Project Instructions:
Your task is to first identify the three best-performing industries based on the number of new unicorns created in 2019, 2020, and 2021 combined. From those industries (1), you will need to find the number of unicorns within these industries (2), the year that they became a unicorn (3), and their average valuation, converted to billions of dollars and rounded to two decimal places (4).
Did you know that the average return from investing in stocks is 10% per year! But who wants to be average?!
You have been asked to support an investment firm by analyzing trends in high-growth companies. They are interested in understanding which industries are producing the highest valuations and the rate at which new high-value companies are emerging. Providing them with this information gives them a competitive insight as to industry trends and how they should structure their portfolio looking forward.
You have been given access to their unicorns database, which contains the following tables:
dates
| Column | Description |
|---|---|
| company_id | A unique ID for the company. |
| date_joined | The date that the company became a unicorn. |
| year_founded | The year that the company was founded. |
funding
| Column | Description |
|---|---|
| company_id | A unique ID for the company. |
| valuation | Company value in US dollars. |
| funding | The amount of funding raised in US dollars. |
| select_investors | A list of key investors in the company. |
industries
| Column | Description |
|---|---|
| company_id | A unique ID for the company. |
| industry | The industry that the company operates in. |
companies
| Column | Description |
|---|---|
| company_id | A unique ID for the company. |
| company | The name of the company. |
| city | The city where the company is headquartered. |
| country | The country where the company is headquartered. |
| continent | The continent where the company is headquartered. |
SELECT * FROM companiesFinding the top industries
Used a Common Table Expression (CTE) to identify the top performing industries in 2019, 2020, and 2021 based on volume of unicorns.

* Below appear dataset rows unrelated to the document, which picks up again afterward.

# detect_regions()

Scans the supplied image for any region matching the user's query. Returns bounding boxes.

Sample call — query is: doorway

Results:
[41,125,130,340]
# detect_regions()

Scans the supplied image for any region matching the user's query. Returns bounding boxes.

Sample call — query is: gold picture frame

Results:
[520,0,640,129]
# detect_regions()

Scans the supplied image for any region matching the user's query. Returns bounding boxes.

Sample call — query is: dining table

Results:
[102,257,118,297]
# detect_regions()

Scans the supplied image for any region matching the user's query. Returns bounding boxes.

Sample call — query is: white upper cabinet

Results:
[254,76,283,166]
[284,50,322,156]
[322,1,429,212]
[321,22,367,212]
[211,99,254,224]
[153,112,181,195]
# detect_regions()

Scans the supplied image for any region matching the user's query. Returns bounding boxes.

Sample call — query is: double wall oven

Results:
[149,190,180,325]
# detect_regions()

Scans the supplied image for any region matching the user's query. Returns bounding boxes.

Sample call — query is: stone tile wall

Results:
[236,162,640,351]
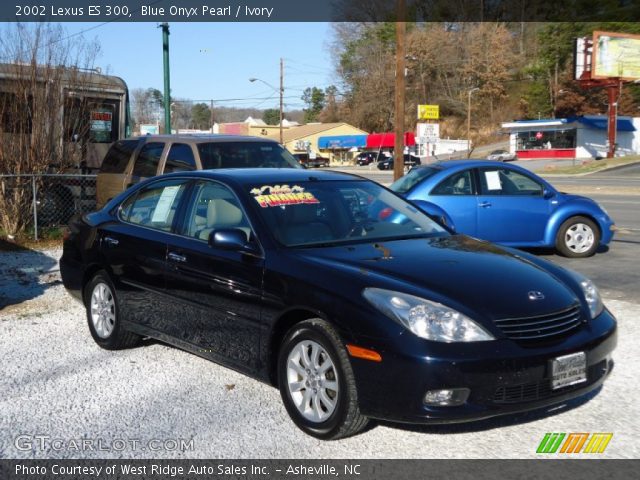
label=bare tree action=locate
[0,24,99,234]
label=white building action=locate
[502,115,640,159]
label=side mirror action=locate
[209,228,259,255]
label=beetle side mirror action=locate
[209,228,259,255]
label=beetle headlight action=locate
[362,288,494,343]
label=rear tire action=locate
[278,318,369,440]
[84,270,142,350]
[556,216,600,258]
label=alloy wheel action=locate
[286,340,340,423]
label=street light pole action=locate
[467,87,480,158]
[280,58,284,146]
[249,64,284,146]
[393,0,406,180]
[160,22,171,134]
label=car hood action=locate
[300,235,578,319]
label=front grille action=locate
[495,305,582,341]
[493,360,609,403]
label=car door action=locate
[166,181,264,370]
[427,169,477,236]
[124,142,166,189]
[98,179,188,333]
[477,167,551,245]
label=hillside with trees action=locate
[318,22,640,143]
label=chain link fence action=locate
[0,174,96,240]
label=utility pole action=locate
[160,22,171,134]
[467,87,480,158]
[607,81,622,158]
[209,100,214,133]
[280,58,284,146]
[393,0,406,180]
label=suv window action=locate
[480,168,543,196]
[198,142,302,170]
[133,142,164,177]
[120,180,188,232]
[431,170,473,195]
[100,140,138,173]
[164,143,196,173]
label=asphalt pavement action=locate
[0,251,640,459]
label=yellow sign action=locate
[418,105,440,120]
[591,32,640,80]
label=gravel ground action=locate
[0,251,640,458]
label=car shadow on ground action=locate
[0,239,61,312]
[369,386,602,435]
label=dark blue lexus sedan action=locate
[390,160,614,257]
[60,169,616,439]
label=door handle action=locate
[104,237,120,247]
[167,252,187,262]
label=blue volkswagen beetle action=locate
[390,160,614,257]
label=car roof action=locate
[131,133,278,144]
[160,168,370,185]
[415,160,520,170]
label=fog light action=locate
[424,388,469,407]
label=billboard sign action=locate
[591,32,640,80]
[416,123,440,143]
[418,105,440,120]
[140,123,160,135]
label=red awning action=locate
[367,132,416,148]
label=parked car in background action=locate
[378,153,422,170]
[60,169,616,439]
[96,135,301,208]
[487,150,518,162]
[355,151,386,167]
[390,160,614,257]
[293,153,330,168]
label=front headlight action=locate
[580,277,604,318]
[362,288,495,343]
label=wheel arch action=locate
[267,307,336,387]
[544,210,603,247]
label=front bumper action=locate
[351,309,617,423]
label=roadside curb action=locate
[534,160,640,177]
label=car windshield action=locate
[389,167,440,194]
[248,181,448,247]
[198,142,302,170]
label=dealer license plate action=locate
[551,352,587,390]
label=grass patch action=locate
[538,155,640,175]
[0,227,64,252]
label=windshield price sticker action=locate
[250,185,320,208]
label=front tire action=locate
[84,271,141,350]
[278,318,369,440]
[556,216,600,258]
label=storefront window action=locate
[516,129,576,150]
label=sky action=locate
[63,22,337,110]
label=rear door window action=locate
[133,142,164,177]
[431,170,473,195]
[120,179,188,232]
[164,143,196,173]
[100,140,138,173]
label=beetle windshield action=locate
[249,181,448,247]
[389,167,440,194]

select i.industry, count(i.*) as count_new_unicorns
from public.industries as i
inner join public.dates as d
on i.company_id=d.company_id
where date_part('year', d.date_joined) IN ('2019', '2020', '2021')
group by i.industry
order by count_new_unicorns desc
limit 3;
Gathering yearly rankings data
Built a second CTE to contain the industry, the year, a count of companies aliased as num_unicorns, and the average valuation.
select
i.industry,date_part('year', d.date_joined) AS year,COUNT(i.*) AS num_unicorns, round(AVG(f.valuation)/1000000000,2) AS average_valuation
from public.industries as i
inner join dates as d
on i.company_id=d.company_id
inner join funding as f
on d.company_id=f.company_id
group by i.industry,year
Returning the final results
Built query to return the top performing industries in the three target years.
WITH top_industries AS
(
SELECT i.industry,
COUNT(i.*)
FROM industries AS i
INNER JOIN dates AS d
ON i.company_id = d.company_id
WHERE EXTRACT(year FROM d.date_joined) in ('2019', '2020', '2021')
GROUP BY industry
ORDER BY count DESC
LIMIT 3
),
yearly_rankings AS
(
SELECT COUNT(i.*) AS num_unicorns,
i.industry,
EXTRACT(year FROM d.date_joined) AS year,
AVG(f.valuation) AS average_valuation
FROM industries AS i
INNER JOIN dates AS d
ON i.company_id = d.company_id
INNER JOIN funding AS f
ON d.company_id = f.company_id
GROUP BY industry, year
)
SELECT industry,
year,
num_unicorns,
ROUND(AVG(average_valuation / 1000000000), 2) AS average_valuation_billions
FROM yearly_rankings
WHERE year in ('2019', '2020', '2021')
AND industry in (SELECT industry
FROM top_industries)
GROUP BY industry, num_unicorns, year, average_valuation
ORDER BY industry, year DESC